A Brief History of Zinc and Copper Roofing
The ancient Babylonians and Assyrians used zinc as part of the alloying process to produce brass but it was in the 13th century that India first obtained metallic zinc through smelting. The process was passed on to China where zinc coins were produced during the Ming Dynasty. It was not recognised as a separate metal in Europe until 1546.
The metal did not even have a universally accepted name at this time, being known as Tutanego, Indian Tin, Calamine or Spiauter. The term “Zink” was first used around 1536 from the German word “Zinke” meaning sharp point which described the shape of the metal deposits in the furnace.
By 1720, zinc was being produced in industrial quantities in Swansea using imported oriental methods. In 1743, William Champion built the first European zinc smelter in Bristol producing 200 tonnes of zinc a year. While zinc casting was common, in 1805 it was discovered that the metal could be rolled at temperatures of 100o to 150o C to produce zinc sheeting.
Zinc is mined, mostly underground, in more than 50 countries, with Australia, Canada, China, Peru and the U.S.A. the leading producers. The ore contains many impurities and goes through a concentration process before smelting.

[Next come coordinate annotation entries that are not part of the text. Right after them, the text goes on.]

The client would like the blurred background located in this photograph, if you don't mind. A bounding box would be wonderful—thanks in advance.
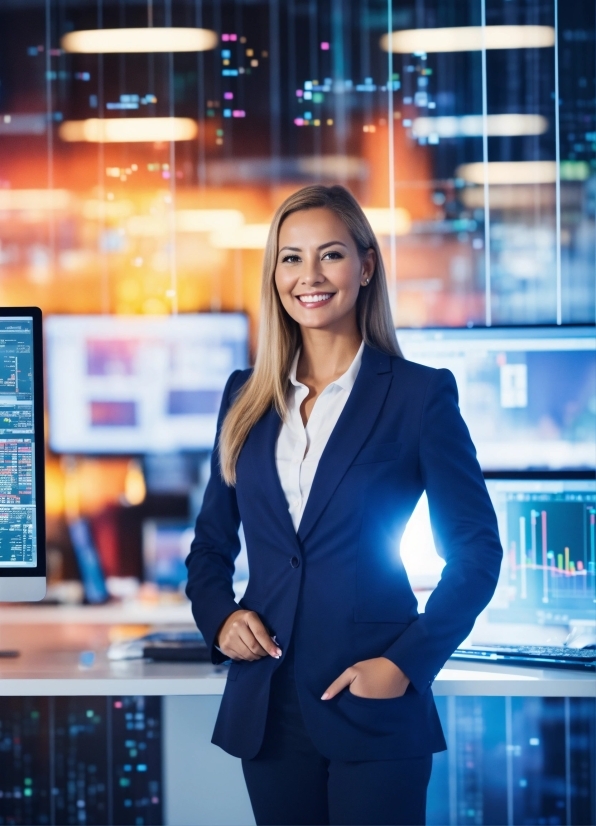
[0,0,596,824]
[0,0,596,600]
[0,0,596,596]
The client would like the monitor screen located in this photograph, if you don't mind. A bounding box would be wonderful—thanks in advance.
[0,310,38,573]
[487,479,596,625]
[143,519,248,599]
[398,327,596,470]
[45,313,248,453]
[400,478,596,625]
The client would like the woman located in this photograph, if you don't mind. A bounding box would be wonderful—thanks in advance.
[187,186,502,826]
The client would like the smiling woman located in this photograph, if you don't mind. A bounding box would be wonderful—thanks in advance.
[220,185,401,484]
[187,186,502,826]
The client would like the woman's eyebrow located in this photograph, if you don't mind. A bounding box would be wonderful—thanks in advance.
[317,241,348,250]
[279,241,348,252]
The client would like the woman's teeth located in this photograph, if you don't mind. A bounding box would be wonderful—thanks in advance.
[298,293,333,304]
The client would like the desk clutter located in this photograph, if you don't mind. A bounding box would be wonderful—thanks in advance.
[108,631,211,663]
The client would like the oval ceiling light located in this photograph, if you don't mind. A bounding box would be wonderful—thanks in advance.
[412,114,548,138]
[58,118,198,143]
[60,27,217,54]
[455,161,557,184]
[0,189,71,212]
[364,207,412,235]
[381,26,555,54]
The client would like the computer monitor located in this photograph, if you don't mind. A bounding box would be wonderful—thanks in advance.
[143,519,248,599]
[45,313,248,454]
[400,475,596,624]
[397,326,596,471]
[0,307,46,602]
[487,478,596,625]
[68,519,110,605]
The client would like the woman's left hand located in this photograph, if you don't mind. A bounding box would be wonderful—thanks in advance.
[321,657,410,700]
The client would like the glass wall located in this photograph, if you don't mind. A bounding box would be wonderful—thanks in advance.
[0,0,596,332]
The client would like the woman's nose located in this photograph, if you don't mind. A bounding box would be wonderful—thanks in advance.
[302,256,325,284]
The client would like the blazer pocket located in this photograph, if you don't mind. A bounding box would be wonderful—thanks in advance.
[228,660,245,682]
[352,442,401,465]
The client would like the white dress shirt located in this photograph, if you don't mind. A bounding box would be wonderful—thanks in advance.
[275,342,364,531]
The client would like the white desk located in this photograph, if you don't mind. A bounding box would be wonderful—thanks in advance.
[0,605,596,826]
[0,604,596,697]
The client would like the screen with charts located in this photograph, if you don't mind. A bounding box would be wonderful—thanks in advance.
[0,315,37,568]
[398,326,596,470]
[45,313,248,453]
[400,478,596,625]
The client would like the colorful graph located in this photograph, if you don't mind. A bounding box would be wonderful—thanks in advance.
[507,494,596,608]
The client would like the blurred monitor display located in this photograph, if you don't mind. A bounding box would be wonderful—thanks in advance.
[68,519,110,605]
[400,478,596,625]
[487,479,596,625]
[143,519,194,590]
[46,313,248,453]
[143,519,248,597]
[397,326,596,471]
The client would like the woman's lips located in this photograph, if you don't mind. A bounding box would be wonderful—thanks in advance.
[296,293,334,310]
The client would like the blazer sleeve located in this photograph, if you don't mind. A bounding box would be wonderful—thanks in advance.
[384,370,503,692]
[186,370,242,664]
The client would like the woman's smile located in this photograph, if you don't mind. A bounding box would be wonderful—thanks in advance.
[296,292,335,310]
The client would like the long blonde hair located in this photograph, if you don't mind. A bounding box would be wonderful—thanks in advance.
[219,184,402,485]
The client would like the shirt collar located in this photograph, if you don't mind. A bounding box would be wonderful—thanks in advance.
[290,341,364,393]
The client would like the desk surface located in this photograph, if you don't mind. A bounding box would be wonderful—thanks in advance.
[0,612,596,697]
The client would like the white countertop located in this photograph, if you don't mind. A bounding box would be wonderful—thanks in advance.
[0,626,596,697]
[0,603,596,697]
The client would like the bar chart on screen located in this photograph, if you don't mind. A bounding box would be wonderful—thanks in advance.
[486,482,596,621]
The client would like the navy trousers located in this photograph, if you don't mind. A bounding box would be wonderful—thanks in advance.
[242,646,432,826]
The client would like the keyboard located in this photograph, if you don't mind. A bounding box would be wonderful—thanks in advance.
[451,645,596,671]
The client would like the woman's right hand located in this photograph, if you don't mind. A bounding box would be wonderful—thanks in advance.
[215,609,281,660]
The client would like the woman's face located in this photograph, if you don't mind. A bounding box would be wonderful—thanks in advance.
[275,208,375,330]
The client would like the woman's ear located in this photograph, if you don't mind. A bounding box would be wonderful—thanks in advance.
[360,247,377,287]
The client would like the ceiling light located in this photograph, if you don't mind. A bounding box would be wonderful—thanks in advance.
[364,207,412,235]
[380,26,555,54]
[412,115,548,138]
[0,189,71,212]
[209,224,270,250]
[60,27,217,54]
[461,184,555,210]
[58,118,197,143]
[455,161,557,184]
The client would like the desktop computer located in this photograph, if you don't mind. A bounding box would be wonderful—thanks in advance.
[0,307,46,602]
[487,478,596,626]
[45,313,248,454]
[397,325,596,471]
[400,473,596,659]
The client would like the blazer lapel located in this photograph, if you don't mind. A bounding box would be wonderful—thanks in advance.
[296,346,393,542]
[249,408,296,541]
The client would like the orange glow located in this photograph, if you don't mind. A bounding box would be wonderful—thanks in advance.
[58,118,197,143]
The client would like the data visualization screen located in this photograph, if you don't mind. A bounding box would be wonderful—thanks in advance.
[397,327,596,470]
[400,478,596,625]
[45,313,248,453]
[0,316,37,568]
[487,479,596,624]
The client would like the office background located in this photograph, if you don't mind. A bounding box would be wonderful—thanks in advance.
[0,0,596,824]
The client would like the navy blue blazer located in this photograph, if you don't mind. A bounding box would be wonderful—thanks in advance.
[187,346,502,761]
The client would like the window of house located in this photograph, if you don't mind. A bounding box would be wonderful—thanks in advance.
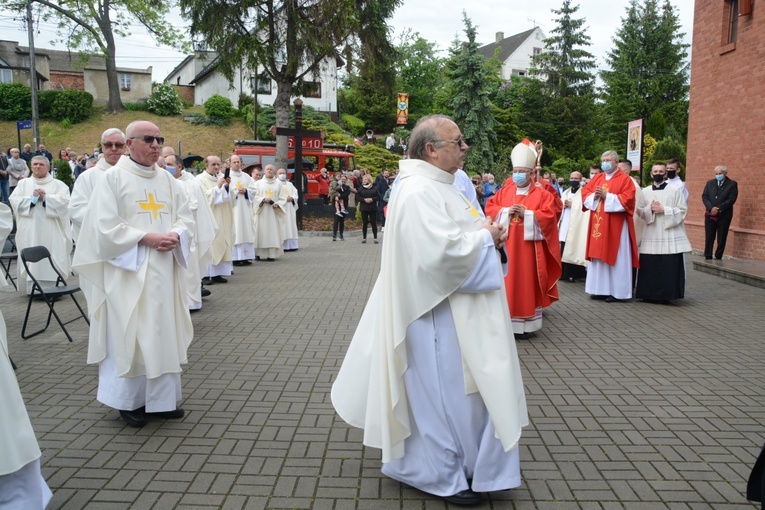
[303,81,321,98]
[120,73,133,90]
[728,0,738,43]
[252,74,271,96]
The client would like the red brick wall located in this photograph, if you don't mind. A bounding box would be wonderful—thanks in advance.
[686,0,765,260]
[50,71,85,90]
[174,85,194,105]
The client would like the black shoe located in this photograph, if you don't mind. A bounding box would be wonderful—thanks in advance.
[146,407,186,420]
[444,489,481,506]
[120,407,146,429]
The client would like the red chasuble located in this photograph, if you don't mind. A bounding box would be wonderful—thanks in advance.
[486,181,561,318]
[582,170,638,267]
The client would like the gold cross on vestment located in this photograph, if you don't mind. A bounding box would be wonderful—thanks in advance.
[138,193,165,220]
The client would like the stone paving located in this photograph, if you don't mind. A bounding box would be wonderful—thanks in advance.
[5,234,765,510]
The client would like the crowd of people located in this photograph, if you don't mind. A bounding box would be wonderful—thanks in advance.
[0,115,737,506]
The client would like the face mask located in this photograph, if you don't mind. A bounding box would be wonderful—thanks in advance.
[513,173,528,186]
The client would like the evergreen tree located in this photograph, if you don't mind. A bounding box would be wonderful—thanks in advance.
[601,0,689,142]
[532,0,595,98]
[449,11,497,172]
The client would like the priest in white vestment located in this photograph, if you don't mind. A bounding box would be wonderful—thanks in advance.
[73,121,194,427]
[69,128,126,245]
[558,171,590,282]
[69,128,127,314]
[253,165,287,261]
[332,115,528,504]
[635,162,691,303]
[229,154,255,266]
[276,168,298,251]
[0,204,52,510]
[197,156,234,285]
[165,155,218,311]
[10,156,72,294]
[667,158,689,204]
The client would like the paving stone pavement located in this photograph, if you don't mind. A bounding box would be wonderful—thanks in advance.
[0,234,765,510]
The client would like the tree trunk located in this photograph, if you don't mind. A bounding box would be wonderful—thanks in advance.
[274,81,292,170]
[99,16,125,113]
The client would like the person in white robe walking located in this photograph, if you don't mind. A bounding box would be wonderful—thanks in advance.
[73,121,194,427]
[332,115,528,504]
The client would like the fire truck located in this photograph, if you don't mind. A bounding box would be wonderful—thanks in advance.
[234,137,356,199]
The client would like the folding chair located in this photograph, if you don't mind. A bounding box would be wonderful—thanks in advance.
[0,234,19,290]
[21,246,90,342]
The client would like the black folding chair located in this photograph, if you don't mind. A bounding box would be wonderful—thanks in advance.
[21,246,90,342]
[0,234,19,290]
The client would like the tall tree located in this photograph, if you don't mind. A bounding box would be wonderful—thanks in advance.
[180,0,394,164]
[8,0,185,112]
[532,0,595,97]
[532,0,595,158]
[396,30,444,124]
[601,0,689,140]
[448,11,497,172]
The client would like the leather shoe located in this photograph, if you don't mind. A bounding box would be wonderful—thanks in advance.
[444,489,481,506]
[146,407,186,420]
[120,407,146,429]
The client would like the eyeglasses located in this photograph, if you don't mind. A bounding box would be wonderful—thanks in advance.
[130,135,165,145]
[433,137,467,147]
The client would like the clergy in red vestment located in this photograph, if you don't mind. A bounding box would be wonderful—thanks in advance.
[486,143,561,338]
[582,151,638,303]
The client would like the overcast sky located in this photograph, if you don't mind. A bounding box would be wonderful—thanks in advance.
[0,0,694,81]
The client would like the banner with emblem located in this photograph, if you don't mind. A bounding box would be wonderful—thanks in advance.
[396,92,409,125]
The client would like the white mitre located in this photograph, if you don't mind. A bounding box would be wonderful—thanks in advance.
[510,140,537,168]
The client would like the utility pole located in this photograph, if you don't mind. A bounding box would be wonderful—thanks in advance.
[25,0,40,150]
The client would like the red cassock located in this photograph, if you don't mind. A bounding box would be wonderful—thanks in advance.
[582,170,639,267]
[486,181,561,318]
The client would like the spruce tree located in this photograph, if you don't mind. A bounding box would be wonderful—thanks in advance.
[449,11,497,172]
[601,0,689,140]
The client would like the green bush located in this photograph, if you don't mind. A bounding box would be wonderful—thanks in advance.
[205,94,236,120]
[355,145,401,176]
[340,113,366,136]
[146,82,183,117]
[0,83,32,120]
[122,101,149,112]
[51,89,93,124]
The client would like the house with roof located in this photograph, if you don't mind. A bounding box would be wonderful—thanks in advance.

The main use of rolled zinc sheet and strip is for roofing, cladding, flashings, rainwater goods and, historically, even to imitate ornamental stone carvings. It has been used extensively for these purposes in continental Europe since the 19th century but now, with increased awareness of its technical and aesthetic qualities, its use is rapidly increasing in the UK.
Today’s zinc is a zinc-copper-titanium alloy. It has an excellent visual appearance, long life with minimal maintenance, and a cost-effectiveness and versatility which enables it to be used for innovative architectural designs.
Copper was known to many of the world’s oldest civilizations and has been in use for at least 10,000 years. In Roman times, it was mined in Cyprus, giving rise to the metal’s name of Cyprium, later shortened to Cuprum and eventually Anglicised into English as copper.
Today, most copper is produced from open cast mines on all five continents. The copper is extracted from vast quantities of ore, mainly copper sulphides, by smelting, before being refined by electrolysis in huge tank houses. In the early 18th century about 90% of the world’s copper was smelted in South Wales.
Copper has been used as a waterproof roofing material since ancient times and can be recognised by the greenish roofs and domes on today’s buildings. This colouring is the reaction of air with copper which creates an additional protection against corrosion. Firstly, copper oxide forms, followed by cuprous and cupric sulphide then subsequently, the green layer of copper carbonate, called verdigris or patina.
Copper is rolled to thicknesses ranging from 0.5 to 1.0mm, but 0.6 to 0.7mm thickness is usually used for roofing. It can be worked at any temperature and does not become brittle in cold weather. It is available in sheets or strips and is generally regarded as a lightweight covering requiring a substrate such as boarding.
Today, tried and tested fixing details and techniques make copper the ideal trouble-free building material for roofing, cladding, flashings, gutters, downpipes and other architectural details. Advances in prefabrication techniques and machinery and fixing technology have greatly reduced costs, which enables copper to be used in a greater variety of building situations than in the past.
Copper roofs have been known to last for over 700 years, the substrate rather than the copper itself eventually failing.